От неожиданной, а потому ещё более тёплой и лучистой улыбки следователя девушка так растерялась, что не сразу сообразила, что тридцатого февраля не бывает. Господин Корсаров шутить изволил, а она глупышкой провинциальной себя в глазах человека столичного выставила, досадно, право!
- Вольно Вам шутить над провинциальной барышней, - обиженно пропыхтела Лизонька, но тут же попыталась взять себя в руки и вернуть беседу в русло сугубо деловое. – Так каким будет Ваше условие?
Алексей Михайлович плечами пожал:
- Оно просто и понятно: в дела следствия не вмешиваться, вопросы задавать исключительно мне и шёпотом.
- Как прикажете, Ваше Высокоблагородие, - фыркнула Елизавета Андреевна. – Прикажете отправляться?
- Позвольте Вашу ручку, сударыня, - Алексей протянул девушке ладонь, помня о том, что дороги в России-матушке всегда оставляли желать лучшего, а башмачки для дам в начале двадцатого века шило более модные, чем практичные.
Лизонька протянутой руки не приняла, плечиком повела, улыбнулась томно, копируя кузину Александрину, коя всегда вела себя так, словно на сцене Александринского театра в главной роли блистает:
- Благодарю за предложение, господин Корсаров, но вынуждена его отклонить, дабы у Вас не сложилось обманчивого впечатления, что я Вам навязываюсь.
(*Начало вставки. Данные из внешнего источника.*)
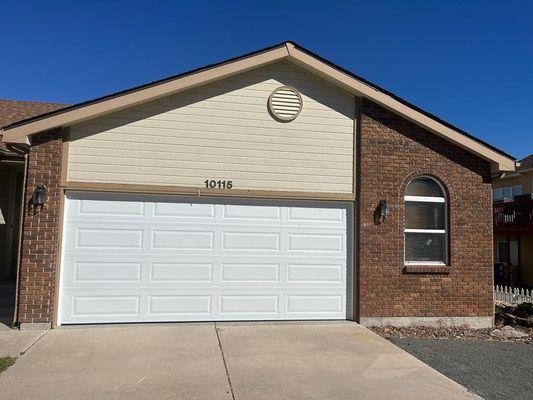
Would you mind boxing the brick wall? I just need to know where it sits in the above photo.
[18,130,62,324]
[359,100,493,317]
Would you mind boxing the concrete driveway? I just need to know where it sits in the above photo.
[0,322,478,400]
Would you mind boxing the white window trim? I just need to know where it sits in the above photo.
[404,261,448,267]
[403,229,446,233]
[403,175,450,267]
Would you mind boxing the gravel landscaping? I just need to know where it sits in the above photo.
[388,336,533,400]
[372,302,533,400]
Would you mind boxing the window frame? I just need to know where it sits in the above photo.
[403,175,450,267]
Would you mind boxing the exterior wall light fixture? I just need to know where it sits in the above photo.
[377,200,390,224]
[32,183,48,206]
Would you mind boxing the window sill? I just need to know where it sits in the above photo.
[403,264,450,274]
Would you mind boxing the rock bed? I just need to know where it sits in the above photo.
[370,302,533,343]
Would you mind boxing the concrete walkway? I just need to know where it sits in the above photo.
[0,322,478,400]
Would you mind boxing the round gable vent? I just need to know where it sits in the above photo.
[268,86,303,122]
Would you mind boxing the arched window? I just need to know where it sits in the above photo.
[404,176,448,265]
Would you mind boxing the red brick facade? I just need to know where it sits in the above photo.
[18,129,63,324]
[358,100,493,318]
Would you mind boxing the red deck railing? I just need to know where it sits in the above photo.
[493,199,533,235]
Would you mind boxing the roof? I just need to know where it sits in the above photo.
[0,99,67,159]
[0,99,68,127]
[3,42,515,171]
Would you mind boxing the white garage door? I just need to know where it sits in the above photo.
[59,193,347,324]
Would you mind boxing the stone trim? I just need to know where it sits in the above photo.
[359,316,493,329]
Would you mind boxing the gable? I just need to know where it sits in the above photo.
[67,61,356,193]
[2,42,515,172]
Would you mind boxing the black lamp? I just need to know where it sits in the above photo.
[32,183,48,206]
[378,200,389,223]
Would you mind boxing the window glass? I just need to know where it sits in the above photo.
[509,240,518,265]
[502,188,513,200]
[405,201,444,229]
[405,178,444,197]
[498,242,507,262]
[405,232,445,262]
[405,177,448,264]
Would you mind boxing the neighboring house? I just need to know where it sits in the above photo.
[3,42,515,327]
[492,154,533,288]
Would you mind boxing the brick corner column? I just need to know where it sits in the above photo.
[17,128,63,329]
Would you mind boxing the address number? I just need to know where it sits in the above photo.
[204,179,233,189]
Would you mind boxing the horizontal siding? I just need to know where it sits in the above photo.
[68,63,355,193]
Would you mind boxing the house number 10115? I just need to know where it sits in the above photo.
[204,179,233,189]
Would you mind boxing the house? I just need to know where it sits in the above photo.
[492,154,533,288]
[2,42,515,328]
[0,100,66,281]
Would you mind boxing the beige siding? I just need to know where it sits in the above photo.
[492,172,533,193]
[68,62,355,193]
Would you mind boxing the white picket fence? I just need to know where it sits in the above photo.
[494,285,533,304]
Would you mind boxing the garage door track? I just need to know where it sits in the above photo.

«Вот ведь зараза, - восхитился Алексей, коего всегда восхищало проявление характера, - на вид такая вся примерная и послушная, словно кошечка пушиста, а у самой в мягких лапках коготки спрятаны! Пожалуй, власти-то над собой мужу она немного даст, как бы вообще Петенька под каблучком жёниным не оказался».
Мысль о том, что Елизавета Андреевна станет женой Петра Игнатьевича, Алексея царапнула неприятно, словно щепка, невесть как объявившаяся на гладкой ошкуренной скамейке. Корсаров досадливо головой мотнул, словно муху назойливую прогонял и невольно шаг ускорил, точно хотел убежать от неприятных размышлений. О том, как будет за его широким шагом поспевать Елизавета Андреевна, затянутая в корсет и облачённая в зауженное, согласно последним модным веяниям платье, да ещё и узких ботиках на каблучках, Алексей Михайлович не подумал, да и когда раскаяние мелькнуло, спешно его в сторону отодвинул. Право слово, он и так излишне много стал сей барышне размышлений посвящать, а сие для сердечного спокойствия не полезно.
Лиза
Кормилица Ульяна таких, как господин Корсаров, называла коротко и ясно: каженник. Вроде бы и не увечен, не калечен, да и невезучим излишне его не назовёшь, а есть в нём какая-то червоточинка, коя и ему жить спокойно не даёт, и других настораживает, заставляя подозрительно присматриваться и гадать, что же не так с добрым молодцем?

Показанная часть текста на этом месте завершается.